Excessive absenteeism is one of the most difficult issues facing human resource professionals today. It is also one of the more complex areas of labour and employment law. One of the reasons why excessive absenteeism is so complicated is because it often raises human rights implications.
The perfect example is found in Coast Mountain Bus Company and CAW, Local 111 A-227/04 (Joan Gordon) — an old case with facts still faced by today’s employer nearly two decades later. The employer hired the employee as a bus driver in 1996 and terminated the employee in 2003 for excessive non-culpable absenteeism. The bus driver had missed 842 days of work. The absenteeism was caused by a variety of ongoing problems: the flu; strained neck and shoulder muscles; depression; anxiety; insomnia; lack of concentration and volatile temper; emotional upset over a bomb threat on a bus; gastroenteritis; headache; fever; anxiety disorder; lower back pain; a gallbladder condition; and osteoarthritis. In arguing that the arbitrator should uphold the termination of the driver’s employment, the employer relied on the driver’s past attendance record and argued that his record was not likely to improve. The arbitrator, however, ruled against the employer and reinstated the driver finding that the driver’s past attendance record was not sufficient to prove that the driver was unable to work in the future and noting that the employer ought to have obtained better medical information and presented medical evidence with respect to the prognosis for the driver’s future attendance at work. Although the employer argued that the driver had not requested any workplace accommodations, the arbitrator found that it was up to the employer to initiate the process and make the medical inquiries of the employee.

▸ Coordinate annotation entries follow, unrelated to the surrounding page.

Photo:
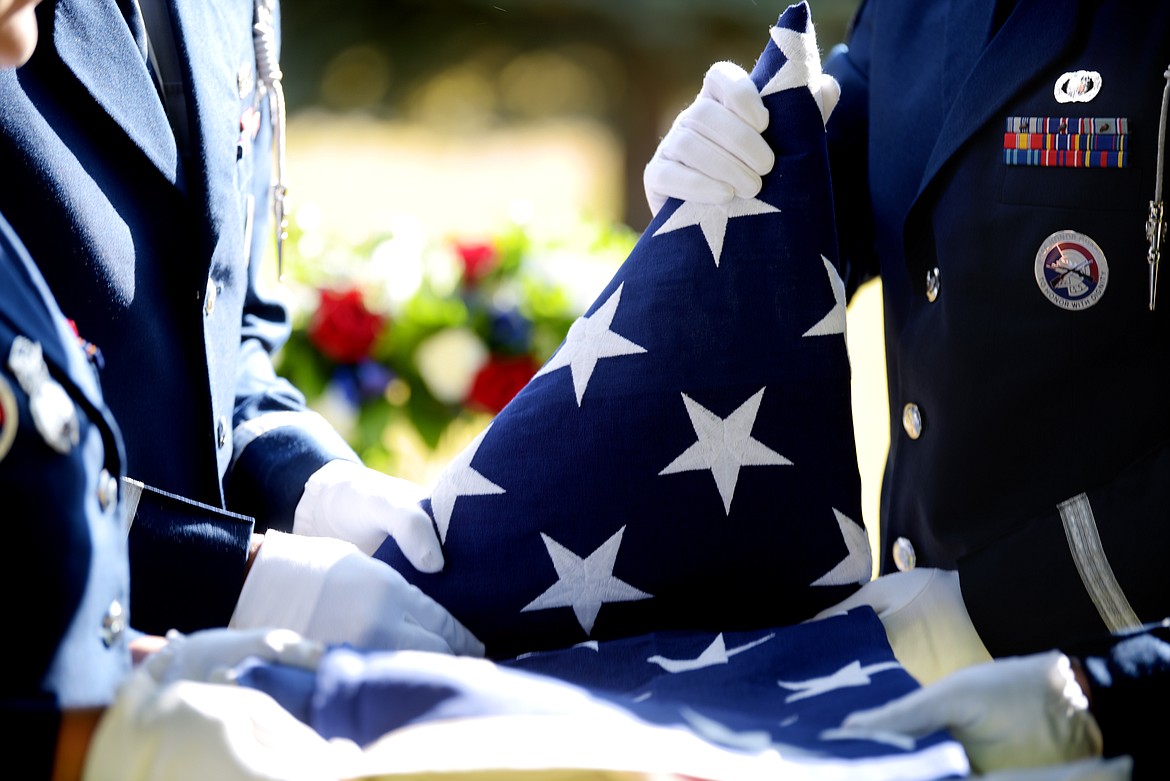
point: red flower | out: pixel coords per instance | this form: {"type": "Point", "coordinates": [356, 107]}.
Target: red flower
{"type": "Point", "coordinates": [342, 327]}
{"type": "Point", "coordinates": [499, 380]}
{"type": "Point", "coordinates": [479, 260]}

An employer’s duty to make inquiries of an employee when faced with red flags signaling that workplace accommodations may be required is well-established now. Although employers sometimes may feel reluctant to make medical inquiries of their workforce for privacy reasons, the duty to accommodate in fact compels that those medical inquiries be made of an employee when faced with such red flags. Red flags may include things like:
- Excessive absenteeism
- Sudden, clear changes in mood
- Tearfulness and expressions of hopelessness
- Withdrawing socially
- Change in physical appearance
- Symptoms of exhaustion
- Unexplained deterioration in the quality of work
- Rumours that the employee has been hospitalized or is in counseling
When faced with red flags, best practice for employers is to check-in with the employee for a check-up with their doctor to confirm whether any workplace accommodations are required for the employee and, if so, to what extent. Appropriate medical inquiries to make include:
- Whether the employee has a medical condition affecting their job performance including their ability to perform their regular duties and work their regular schedule;
- Whether any of the performance concerns you are seeing are caused or contributed to by a medical condition and, if so, to what extent;
- What workplace accommodations may be required for the employee and for how long;
- Whether the employee has been prescribed treatment for the condition and, if so, whether the employee is following the treatment as prescribed and whether the treatment may affect their effective or safe performance of their work;
- What the employee’s prognosis is for returning to work in their position or an accommodated position, their expected return to work date, and any gradual return to work recommendations; and
- Whether a follow-up medical appointment is required and, if so, what frequency.
Whether all or some of these inquiries are made, employers still need to recognize that dealing with chronic absenteeism may be a long term project and not all check-ins will necessarily lead to check-outs. This is why it is important to establish a long term game plan for managing employee absenteeism in a way that is constructive, rehabilitative and flexible.